Within @file trees, Leo's simplified sentinels have the side effect of
having each node end in a newline.
If you must control newlines exactly you can use @nosent, and for even
more control you can use @asis.
Outside of @<file> trees, you get exactly the trailing newlines that
you specify. Thus, scripts could preserve whitespace (or add
whitespace) by traversing (parts of) a Leo outline that is outside any
@<file> tree.
HTH.
Edward
On Wed, Dec 14, 2011 at 12:49 PM, Terry <webto...@gmail.com> wrote:
> Is there a setting to control space/gap between nodes ?
No, and there can't be such a setting.
Within @file trees, Leo's simplified sentinels have the side effect of having each node end in a newline.

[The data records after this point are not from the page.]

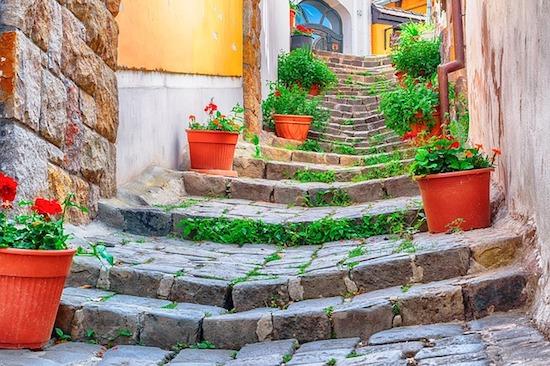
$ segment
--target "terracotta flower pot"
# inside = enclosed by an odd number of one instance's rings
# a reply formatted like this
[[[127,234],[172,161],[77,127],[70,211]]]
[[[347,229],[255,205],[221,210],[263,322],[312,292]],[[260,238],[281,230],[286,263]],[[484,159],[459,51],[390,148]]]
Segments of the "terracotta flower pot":
[[[313,37],[303,34],[294,34],[290,37],[290,50],[297,48],[311,49],[313,46]]]
[[[321,94],[321,87],[319,86],[319,84],[313,84],[309,89],[309,95],[311,95],[312,97],[316,97],[319,94]]]
[[[275,132],[277,136],[289,140],[305,141],[309,127],[313,122],[312,116],[295,116],[290,114],[274,114]]]
[[[237,132],[187,130],[191,169],[232,170],[238,139]]]
[[[491,225],[489,199],[493,168],[432,174],[418,179],[431,233]]]
[[[75,252],[0,249],[0,348],[48,343]]]

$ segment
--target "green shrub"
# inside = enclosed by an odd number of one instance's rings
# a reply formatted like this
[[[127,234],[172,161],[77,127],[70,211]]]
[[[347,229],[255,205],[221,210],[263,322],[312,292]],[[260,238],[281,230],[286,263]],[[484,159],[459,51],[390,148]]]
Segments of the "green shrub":
[[[306,48],[280,54],[278,70],[279,83],[286,87],[300,85],[309,91],[313,85],[319,85],[324,90],[337,82],[336,75],[327,64]]]
[[[298,86],[290,88],[281,84],[271,84],[271,92],[262,103],[264,123],[274,128],[273,114],[294,114],[312,116],[312,128],[321,131],[329,119],[329,112],[320,107],[321,99],[312,98]]]
[[[433,112],[439,105],[439,94],[425,83],[410,82],[405,88],[397,88],[380,96],[380,112],[386,126],[403,136],[411,130],[411,125],[427,122],[433,126]],[[422,116],[417,117],[421,112]]]
[[[413,79],[431,78],[441,64],[441,39],[426,39],[423,34],[429,30],[422,24],[403,26],[398,46],[391,54],[395,68]]]

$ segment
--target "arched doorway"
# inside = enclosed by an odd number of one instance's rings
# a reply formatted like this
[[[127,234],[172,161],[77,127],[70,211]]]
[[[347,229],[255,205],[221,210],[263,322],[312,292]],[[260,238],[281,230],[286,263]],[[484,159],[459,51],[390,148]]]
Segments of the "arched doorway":
[[[322,0],[304,0],[298,5],[300,11],[296,23],[314,31],[313,48],[316,50],[342,52],[342,18]]]

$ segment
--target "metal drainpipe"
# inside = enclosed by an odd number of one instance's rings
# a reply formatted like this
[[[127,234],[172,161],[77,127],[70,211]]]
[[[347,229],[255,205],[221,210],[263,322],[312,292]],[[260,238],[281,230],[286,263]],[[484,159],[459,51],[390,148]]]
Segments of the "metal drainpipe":
[[[451,0],[453,38],[455,45],[455,60],[437,68],[439,79],[439,103],[441,105],[441,118],[444,124],[449,120],[449,74],[463,69],[466,65],[464,56],[464,28],[462,24],[462,1]]]

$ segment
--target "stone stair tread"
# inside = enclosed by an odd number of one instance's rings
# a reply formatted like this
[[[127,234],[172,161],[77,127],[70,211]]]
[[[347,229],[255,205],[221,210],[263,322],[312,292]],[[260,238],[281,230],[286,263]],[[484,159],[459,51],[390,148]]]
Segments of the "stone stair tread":
[[[521,334],[521,337],[518,337]],[[370,342],[369,342],[370,341]],[[68,342],[40,352],[0,350],[6,365],[424,365],[521,364],[544,365],[550,342],[522,312],[495,313],[471,322],[436,323],[393,328],[373,334],[369,341],[342,338],[298,344],[294,339],[250,343],[239,350],[185,348],[165,351],[146,346],[106,348]],[[290,360],[289,360],[290,359]],[[286,363],[284,363],[286,361]]]
[[[341,303],[340,297],[322,299],[332,304],[321,309],[320,300],[304,300],[298,309],[252,310],[206,318],[204,338],[223,347],[238,347],[251,341],[296,338],[299,342],[361,337],[367,340],[378,331],[392,328],[395,305],[403,325],[421,325],[472,319],[491,311],[508,311],[524,305],[528,275],[508,267],[481,275],[458,277],[412,286],[377,290]],[[508,296],[498,295],[504,291]],[[308,303],[313,303],[308,307]],[[254,329],[241,338],[230,334],[236,324]],[[262,338],[266,337],[266,338]]]
[[[408,246],[414,252],[407,254],[401,252],[402,240],[388,236],[320,246],[258,244],[241,248],[134,236],[98,224],[69,227],[69,231],[76,245],[86,247],[87,242],[95,241],[109,246],[117,264],[102,268],[96,260],[76,257],[68,286],[101,286],[104,290],[69,288],[67,303],[95,299],[109,305],[158,309],[177,301],[187,303],[177,309],[211,314],[229,307],[237,311],[262,308],[273,296],[279,296],[278,304],[294,303],[290,309],[303,308],[308,301],[323,301],[312,300],[319,297],[336,296],[342,302],[338,295],[349,290],[367,292],[368,297],[368,292],[404,284],[419,268],[422,277],[416,274],[417,283],[463,276],[471,268],[509,264],[521,242],[513,232],[494,228],[452,235],[420,233]],[[275,253],[279,259],[273,259]],[[355,254],[352,257],[350,253]],[[271,260],[266,262],[266,258]],[[240,280],[251,270],[254,277]],[[114,293],[119,295],[111,297]],[[158,297],[163,299],[155,299]],[[108,301],[101,301],[104,298]]]

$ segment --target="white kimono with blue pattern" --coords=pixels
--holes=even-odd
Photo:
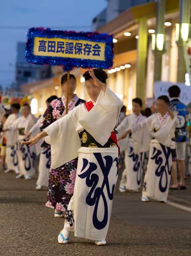
[[[73,196],[68,205],[64,228],[75,235],[105,239],[118,174],[118,149],[81,146],[79,132],[85,129],[100,144],[107,141],[123,106],[108,87],[89,111],[84,104],[56,121],[44,131],[51,145],[53,168],[78,157]]]

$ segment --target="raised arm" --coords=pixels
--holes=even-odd
[[[44,132],[44,131],[43,131],[36,135],[35,137],[32,138],[29,140],[27,140],[27,141],[24,141],[23,142],[21,142],[20,144],[21,145],[29,144],[29,146],[32,146],[32,145],[34,145],[37,143],[38,141],[40,140],[40,139],[42,139],[44,137],[46,137],[46,136],[48,136],[48,134],[45,132]]]
[[[140,132],[141,132],[144,126],[147,127],[148,128],[150,128],[151,126],[151,116],[149,116],[147,118],[144,119],[142,122],[139,123],[137,124],[135,124],[131,127],[131,129],[127,130],[127,132],[123,133],[123,134],[118,139],[118,140],[119,140],[122,139],[124,139],[127,137],[128,134],[129,134],[130,133],[134,133],[138,130],[140,130]]]

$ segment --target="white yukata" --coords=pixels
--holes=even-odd
[[[1,122],[4,115],[5,114],[5,110],[1,104],[0,104],[0,124],[1,124]]]
[[[131,129],[140,148],[142,145],[144,151],[147,151],[150,144],[143,197],[163,202],[167,199],[172,166],[171,145],[177,121],[176,116],[172,120],[168,113],[163,117],[157,113]],[[138,152],[139,148],[136,150]]]
[[[117,137],[145,118],[141,114],[139,116],[133,114],[127,116],[116,129]],[[141,149],[139,153],[135,153],[134,140],[131,136],[119,140],[119,145],[121,151],[125,150],[125,169],[122,173],[120,186],[124,186],[128,190],[138,191],[141,185],[143,153]]]
[[[18,143],[19,169],[20,174],[32,176],[35,173],[35,160],[36,157],[34,146],[21,145],[25,136],[36,122],[36,119],[32,114],[27,116],[17,118],[9,127],[10,133],[13,143]]]
[[[74,194],[64,223],[64,229],[74,231],[76,236],[105,239],[118,173],[116,145],[109,148],[81,147],[79,133],[86,130],[103,146],[117,122],[122,106],[122,102],[107,87],[89,111],[82,104],[44,129],[49,136],[45,141],[51,145],[53,169],[78,157]]]
[[[4,125],[4,129],[9,128],[12,124],[20,116],[19,114],[11,114],[7,118]],[[17,154],[18,145],[16,143],[13,145],[13,140],[9,131],[5,132],[4,136],[7,138],[6,148],[5,162],[7,169],[13,170],[16,172],[19,169],[19,162]]]
[[[33,137],[40,132],[40,125],[42,117],[38,120],[36,123],[32,126],[30,132]],[[40,155],[39,164],[39,175],[36,182],[36,185],[40,186],[48,186],[48,178],[50,173],[50,168],[51,161],[50,147],[42,148],[41,145],[43,142],[43,139],[40,140],[35,144],[36,155]]]

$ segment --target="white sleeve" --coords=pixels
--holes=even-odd
[[[38,119],[36,123],[34,124],[32,127],[31,129],[30,130],[29,132],[31,133],[36,133],[37,134],[39,132],[40,132],[40,121],[41,117]]]
[[[123,103],[109,88],[101,92],[96,105],[79,120],[80,124],[101,145],[107,141],[115,128]]]
[[[53,169],[78,156],[78,151],[81,147],[79,135],[76,130],[78,107],[44,130],[48,134],[45,140],[51,145],[51,161]]]
[[[150,131],[151,128],[151,120],[152,116],[151,116],[147,118],[144,119],[144,120],[139,123],[137,124],[135,124],[131,128],[131,133],[134,133],[137,131],[141,132],[143,128],[147,129]]]

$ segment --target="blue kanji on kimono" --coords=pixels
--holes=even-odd
[[[141,162],[142,159],[143,153],[140,153],[140,157],[137,154],[135,154],[132,147],[130,147],[130,152],[128,155],[129,157],[132,158],[134,162],[133,171],[137,173],[137,183],[138,185],[140,185],[141,181],[141,169],[142,165]]]
[[[116,175],[116,176],[118,175],[118,158],[116,157],[113,160],[111,156],[106,156],[102,157],[101,153],[94,153],[93,154],[99,163],[103,176],[103,180],[101,186],[100,187],[97,186],[99,181],[99,177],[97,174],[93,173],[93,172],[97,168],[97,165],[95,163],[89,162],[86,158],[83,159],[83,166],[80,172],[84,170],[88,164],[89,167],[84,173],[78,174],[78,176],[82,179],[86,178],[86,185],[91,188],[86,197],[86,202],[87,204],[90,206],[95,206],[92,216],[93,224],[96,228],[101,230],[106,227],[108,221],[108,206],[106,195],[103,190],[106,187],[109,199],[110,200],[112,200],[115,185],[113,184],[111,191],[110,191],[108,176],[114,162],[116,162],[117,169]],[[103,158],[105,161],[105,165]],[[94,195],[93,196],[93,195]],[[103,203],[104,211],[103,220],[99,221],[97,217],[97,214],[99,204],[101,198],[102,198]]]
[[[48,169],[50,168],[51,162],[51,149],[50,147],[45,148],[42,153],[43,155],[45,155],[47,161],[46,164],[46,167]]]
[[[46,43],[45,40],[39,40],[39,52],[46,51]]]
[[[24,140],[24,141],[26,141]],[[23,160],[24,161],[25,169],[26,171],[29,171],[31,167],[34,168],[35,166],[35,154],[34,152],[31,152],[28,145],[20,145],[20,149],[23,154]]]
[[[160,177],[159,184],[159,189],[162,192],[165,192],[168,187],[167,173],[169,175],[171,174],[172,166],[169,166],[169,157],[171,157],[171,150],[170,147],[165,147],[160,143],[163,152],[155,147],[153,148],[153,152],[151,159],[154,160],[155,163],[158,165],[155,170],[155,174]],[[165,161],[163,161],[161,155],[163,154],[165,157]],[[163,186],[162,180],[163,175],[165,178],[165,184]]]
[[[16,166],[18,163],[17,148],[18,145],[17,143],[15,146],[12,146],[11,148],[11,157],[12,158],[12,162],[14,166]]]

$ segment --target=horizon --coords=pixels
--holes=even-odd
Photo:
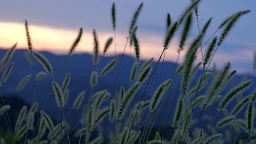
[[[47,0],[46,0],[47,1]],[[92,51],[93,41],[92,30],[95,28],[98,33],[100,41],[101,50],[102,50],[106,40],[113,36],[113,32],[111,26],[110,11],[111,3],[102,2],[97,3],[95,1],[90,1],[87,5],[84,5],[84,2],[78,1],[77,3],[70,6],[72,2],[64,2],[63,4],[69,8],[71,11],[66,11],[66,9],[59,8],[59,11],[56,12],[55,9],[58,2],[57,0],[53,4],[52,7],[47,7],[46,2],[41,3],[33,2],[28,0],[23,4],[28,5],[34,8],[27,9],[27,7],[18,6],[21,2],[18,2],[14,6],[16,13],[13,13],[9,9],[6,9],[12,4],[8,1],[4,2],[2,6],[5,6],[0,9],[0,12],[6,15],[0,17],[0,47],[8,49],[16,42],[18,42],[18,48],[26,48],[27,42],[24,21],[27,19],[30,27],[31,36],[34,49],[37,51],[46,51],[57,54],[67,54],[70,47],[78,34],[80,27],[83,29],[83,36],[81,42],[79,44],[74,53],[90,53]],[[141,15],[138,21],[137,35],[141,44],[141,57],[148,59],[154,57],[155,60],[158,59],[162,49],[163,38],[165,35],[166,15],[170,12],[172,21],[176,19],[180,15],[180,10],[183,9],[190,2],[190,0],[183,2],[174,0],[170,8],[166,6],[172,2],[167,0],[162,0],[158,2],[153,1],[144,2],[145,8],[142,10]],[[252,5],[255,3],[253,0],[247,1],[246,2],[231,2],[229,0],[222,5],[218,5],[215,2],[203,0],[200,4],[199,11],[199,23],[200,27],[210,16],[213,17],[213,21],[209,30],[207,32],[203,43],[215,30],[216,27],[221,21],[229,16],[234,12],[243,9],[252,9]],[[132,0],[129,2],[119,2],[115,1],[116,3],[117,13],[117,52],[121,54],[124,47],[127,35],[127,29],[134,11],[139,2]],[[218,3],[218,2],[216,2]],[[162,6],[163,8],[152,9],[155,6]],[[226,8],[230,5],[232,8],[227,10]],[[91,7],[100,8],[91,9]],[[49,9],[48,11],[43,11],[44,9]],[[55,9],[53,9],[53,8]],[[76,9],[74,9],[76,8]],[[217,8],[214,12],[212,9]],[[124,9],[128,9],[124,11]],[[155,9],[155,10],[151,10]],[[86,11],[91,11],[95,14],[94,18]],[[17,12],[18,12],[18,13]],[[79,13],[79,12],[80,13]],[[52,13],[51,13],[52,12]],[[79,15],[78,15],[77,13]],[[63,14],[66,14],[66,17],[62,17]],[[81,16],[80,16],[81,15]],[[20,17],[18,17],[20,16]],[[74,17],[75,16],[77,17]],[[159,16],[160,16],[160,17]],[[256,20],[255,12],[252,11],[250,14],[242,18],[241,20],[236,24],[231,33],[222,46],[217,51],[213,59],[213,62],[218,64],[218,68],[221,68],[224,63],[230,62],[232,68],[237,70],[239,73],[251,73],[253,69],[253,52],[256,44],[254,42],[253,32],[251,29],[253,27]],[[148,19],[149,17],[152,18]],[[48,20],[50,19],[50,20]],[[69,20],[70,19],[70,20]],[[91,19],[90,21],[84,19]],[[182,52],[181,57],[184,57],[187,45],[189,44],[198,33],[196,19],[194,18],[192,29],[189,37],[189,41],[186,43],[185,50]],[[102,25],[101,21],[104,21]],[[246,26],[246,27],[245,27]],[[166,51],[165,61],[174,62],[177,56],[176,52],[178,47],[179,38],[180,31],[177,33],[175,38],[172,41],[171,45]],[[217,36],[220,33],[219,31]],[[132,48],[133,50],[133,47]],[[130,47],[128,46],[125,54],[130,54]],[[108,55],[114,54],[113,44],[107,52]],[[132,51],[132,55],[134,55]],[[201,54],[200,54],[201,55]],[[201,60],[200,56],[197,58],[197,62]],[[224,63],[223,63],[224,62]],[[180,60],[179,63],[182,63]]]

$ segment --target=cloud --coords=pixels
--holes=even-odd
[[[64,54],[68,53],[73,41],[77,37],[79,29],[67,28],[57,28],[31,25],[29,26],[30,32],[33,46],[37,51],[47,51],[56,54]],[[102,52],[105,46],[106,41],[110,37],[112,36],[111,31],[97,31],[100,42],[100,50]],[[18,48],[26,48],[27,44],[24,24],[20,23],[0,22],[0,47],[9,48],[16,42],[18,43]],[[117,33],[117,52],[122,54],[124,46],[127,39],[128,32]],[[137,36],[140,44],[141,57],[142,59],[148,59],[153,57],[157,61],[163,50],[163,44],[164,34],[160,35],[158,32],[139,30]],[[189,39],[189,42],[192,39]],[[229,45],[232,44],[229,40]],[[176,61],[178,56],[177,50],[178,48],[179,39],[174,37],[173,39],[169,48],[166,50],[165,60],[166,61]],[[77,53],[92,53],[93,51],[93,40],[91,31],[84,30],[81,42],[74,51]],[[129,42],[128,42],[129,43]],[[235,44],[237,45],[237,44]],[[243,44],[240,44],[242,45]],[[218,50],[213,59],[219,65],[221,66],[228,62],[230,62],[233,67],[241,72],[249,72],[247,70],[252,65],[253,55],[250,48],[243,49],[231,49],[230,45],[226,45],[224,51],[222,49]],[[112,45],[107,53],[108,55],[114,54],[114,46]],[[179,63],[183,62],[186,50],[188,46],[184,47],[184,50],[181,53]],[[227,52],[228,50],[228,52]],[[134,55],[134,48],[128,45],[125,54],[129,55],[131,52],[132,55]],[[201,53],[198,55],[197,62],[201,61]],[[247,67],[245,66],[247,65]]]

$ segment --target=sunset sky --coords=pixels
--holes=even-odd
[[[65,54],[77,36],[80,27],[84,29],[82,41],[76,53],[92,51],[92,30],[98,32],[101,50],[106,40],[113,36],[110,18],[112,3],[117,9],[117,45],[121,53],[125,45],[132,15],[140,0],[9,0],[0,2],[0,47],[10,47],[16,42],[18,48],[26,48],[24,22],[30,25],[31,36],[35,49]],[[157,59],[162,49],[165,31],[165,18],[168,12],[172,21],[177,19],[190,0],[148,0],[137,22],[137,35],[141,44],[143,59]],[[239,72],[251,72],[253,52],[256,50],[256,1],[255,0],[203,0],[199,8],[199,23],[201,27],[210,17],[213,17],[205,42],[229,15],[241,10],[250,9],[251,13],[243,17],[236,24],[214,59],[221,67],[230,62],[233,69]],[[194,18],[193,29],[189,36],[192,40],[198,34]],[[221,32],[221,31],[220,31]],[[181,36],[180,30],[166,53],[167,61],[174,61]],[[217,36],[220,33],[217,34]],[[204,43],[203,42],[203,43]],[[187,44],[188,44],[187,43]],[[114,54],[113,45],[108,54]],[[129,54],[128,47],[126,54]],[[184,52],[182,54],[182,57]],[[201,58],[199,57],[199,60]],[[182,62],[182,60],[180,62]]]

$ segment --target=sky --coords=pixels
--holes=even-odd
[[[83,34],[75,53],[91,53],[92,31],[95,29],[102,50],[107,39],[113,36],[110,16],[112,2],[117,9],[117,51],[122,53],[132,16],[141,0],[9,0],[0,2],[0,47],[9,48],[16,42],[18,48],[26,48],[24,23],[27,19],[30,26],[34,48],[58,54],[66,54],[77,36],[80,27]],[[165,21],[170,13],[172,21],[176,20],[190,0],[148,0],[138,19],[137,35],[140,44],[142,59],[157,59],[163,49],[165,33]],[[202,27],[208,18],[213,19],[202,43],[217,29],[226,18],[239,10],[251,9],[242,17],[229,34],[213,59],[219,68],[228,62],[233,69],[240,73],[251,73],[253,52],[256,50],[256,1],[255,0],[202,0],[199,6],[199,22]],[[188,42],[198,34],[197,23],[193,18],[192,28]],[[219,36],[221,31],[217,34]],[[174,62],[177,56],[179,31],[165,54],[165,60]],[[189,43],[186,43],[189,45]],[[186,46],[187,47],[187,46]],[[181,53],[182,63],[186,48]],[[128,46],[126,54],[129,54]],[[134,55],[132,48],[132,54]],[[114,54],[114,45],[107,52]],[[201,57],[198,57],[198,61]]]

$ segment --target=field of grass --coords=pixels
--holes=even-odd
[[[115,3],[113,3],[111,15],[113,36],[108,39],[104,51],[100,52],[97,31],[93,29],[94,52],[91,65],[94,70],[91,72],[91,87],[84,88],[86,91],[81,91],[73,101],[68,100],[69,89],[73,86],[69,85],[72,73],[67,72],[62,83],[55,80],[54,76],[58,73],[54,72],[51,60],[33,49],[33,36],[30,35],[29,24],[26,20],[28,45],[26,58],[32,71],[21,80],[16,90],[22,90],[29,81],[33,81],[34,87],[30,88],[34,92],[31,99],[33,105],[30,108],[24,106],[17,117],[11,117],[9,113],[12,110],[12,106],[6,102],[2,94],[0,93],[0,118],[4,120],[6,127],[0,131],[0,144],[256,144],[254,126],[256,91],[246,96],[243,95],[242,92],[253,81],[245,79],[229,90],[227,90],[236,72],[231,70],[231,64],[227,62],[219,72],[213,69],[210,72],[208,70],[218,48],[225,42],[235,23],[250,10],[241,10],[230,16],[220,22],[210,37],[205,37],[212,20],[212,18],[209,18],[202,27],[198,26],[198,34],[189,43],[188,37],[192,24],[197,22],[199,26],[198,6],[200,1],[192,0],[176,20],[171,18],[169,14],[167,15],[162,51],[159,59],[155,60],[157,62],[154,66],[152,65],[153,59],[143,63],[140,59],[139,37],[136,33],[137,22],[143,10],[144,4],[141,3],[132,16],[120,58],[118,58],[116,54],[115,57],[104,68],[99,69],[97,66],[101,63],[100,57],[105,56],[110,47],[116,49],[116,41],[119,38],[116,37],[116,11]],[[164,64],[161,65],[160,62],[164,62],[165,56],[168,56],[165,55],[165,51],[171,48],[170,44],[180,30],[182,35],[177,50],[178,56],[174,72],[170,73],[170,79],[165,80],[162,83],[159,82],[158,87],[151,95],[149,90],[153,89],[152,83],[165,79],[165,77],[156,77],[155,72],[157,71],[161,72]],[[220,32],[219,36],[216,36],[217,32]],[[81,28],[68,53],[70,59],[82,33]],[[205,43],[202,43],[204,38],[206,39]],[[0,61],[1,89],[4,89],[5,83],[15,66],[11,58],[17,45],[10,48]],[[183,49],[185,45],[188,45],[187,49]],[[126,76],[130,78],[130,85],[125,90],[123,86],[118,87],[117,81],[125,51],[129,48],[134,48],[135,63],[131,70],[127,70],[130,71],[130,75]],[[185,58],[178,65],[182,51],[186,51]],[[198,63],[195,62],[197,57],[202,58]],[[35,61],[42,65],[44,71],[36,73]],[[200,69],[200,76],[196,77]],[[95,88],[101,84],[101,78],[107,77],[109,72],[115,74],[111,90],[102,89],[96,91]],[[37,87],[37,83],[46,77],[51,78],[50,93],[55,98],[50,99],[55,99],[59,108],[61,117],[58,119],[51,118],[49,114],[44,111],[45,107],[38,108],[39,105],[47,105],[39,103],[37,94],[38,90],[43,90]],[[193,84],[192,81],[195,79],[197,82]],[[171,95],[173,82],[176,81],[180,81],[175,90],[177,92]],[[201,95],[202,92],[204,94]],[[225,94],[221,95],[221,92]],[[89,98],[85,103],[83,102],[85,97]],[[138,101],[133,101],[135,97],[139,98]],[[170,97],[174,100],[167,103]],[[102,103],[107,101],[110,102],[103,106]],[[132,101],[136,104],[131,105]],[[69,111],[64,110],[67,103],[73,103],[73,107]],[[234,106],[230,107],[230,103]],[[78,119],[72,122],[66,119],[69,115],[79,108],[82,109],[83,112]],[[167,119],[163,119],[165,117]],[[15,124],[11,123],[13,121],[11,119],[15,119]],[[160,122],[156,122],[157,119]]]

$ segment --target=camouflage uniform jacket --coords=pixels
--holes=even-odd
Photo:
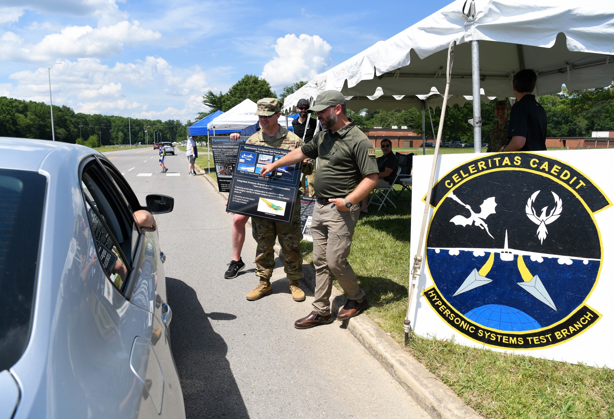
[[[262,147],[274,147],[278,149],[285,149],[286,150],[293,150],[299,148],[303,145],[303,140],[296,134],[291,133],[287,128],[281,125],[279,125],[279,130],[277,131],[273,137],[266,135],[262,130],[258,130],[258,132],[252,135],[246,144],[252,144]],[[316,166],[316,160],[310,159],[306,165],[303,165],[303,173],[305,174],[311,174],[313,173],[314,168]],[[305,181],[301,181],[299,186],[299,195],[303,195],[305,192]]]
[[[499,121],[492,127],[491,131],[491,138],[488,141],[488,148],[486,151],[489,153],[496,152],[501,150],[502,147],[505,147],[510,142],[507,137],[507,130],[510,127],[510,119],[505,120],[503,125],[499,125]]]

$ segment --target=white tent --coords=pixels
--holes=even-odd
[[[207,124],[207,129],[240,131],[258,122],[258,116],[254,114],[257,110],[256,104],[249,99],[246,99],[222,115],[214,118]],[[287,127],[285,119],[280,117],[279,122],[282,127]]]
[[[374,96],[379,88],[387,100],[427,95],[433,88],[441,92],[448,47],[456,41],[453,96],[478,92],[509,96],[511,78],[523,68],[537,73],[537,95],[558,93],[563,84],[570,90],[604,87],[614,76],[612,39],[612,1],[456,0],[319,75],[317,86],[308,85],[348,97]],[[284,107],[292,106],[286,101]],[[478,104],[474,101],[476,151]]]

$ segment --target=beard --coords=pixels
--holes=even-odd
[[[325,130],[330,130],[337,123],[337,116],[334,112],[331,112],[327,117],[321,119],[320,122]]]

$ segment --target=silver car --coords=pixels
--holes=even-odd
[[[165,257],[133,216],[173,200],[146,200],[91,149],[0,138],[0,418],[185,417]]]
[[[173,145],[172,143],[163,143],[162,144],[162,147],[164,147],[164,152],[166,154],[175,155],[175,147]]]

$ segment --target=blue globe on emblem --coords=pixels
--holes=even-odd
[[[500,331],[524,332],[542,327],[527,313],[500,304],[483,305],[473,308],[465,316],[478,324]]]

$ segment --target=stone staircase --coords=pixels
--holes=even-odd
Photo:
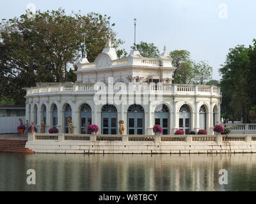
[[[0,152],[35,153],[25,148],[26,140],[0,140]]]

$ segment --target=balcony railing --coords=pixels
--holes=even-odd
[[[128,85],[127,90],[128,91]],[[170,95],[205,95],[221,96],[220,88],[214,86],[199,85],[181,85],[181,84],[146,84],[135,83],[133,87],[134,91],[154,92],[160,91],[163,94]],[[27,88],[27,96],[38,95],[45,94],[56,94],[61,92],[81,92],[92,93],[96,92],[99,90],[108,90],[108,85],[106,87],[95,86],[93,84],[54,84],[49,85],[40,85],[37,87]],[[115,91],[114,91],[115,92]]]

> On Wed, Dec 14, 2011 at 12:49 PM, Terry <webto...@gmail.com> wrote:
> > Is there a setting to control space/gap between nodes ?
>
> No, and there can't be such a setting.
I thought the other Terry was asking about graphical layout in the tree
pane, and I looked for a Qt style setting to adjust that, but didn't
find one in the time I had.
Cheers -Terry
>> Within @file trees, Leo's simplified sentinels have the side effect of
>> having each node end in a newline.
>
> BTW I've noticed the same for @shadow. Is it true in general that @shadow
> and @file are functionally equivalent, just store their sentinels
> differently?
@shadow uses old-style sentinels that do a better job of preserving whitespace.
Other than that, I suppose you could say @shadow and @file are
"functionally equivalent", but that's not a term of art.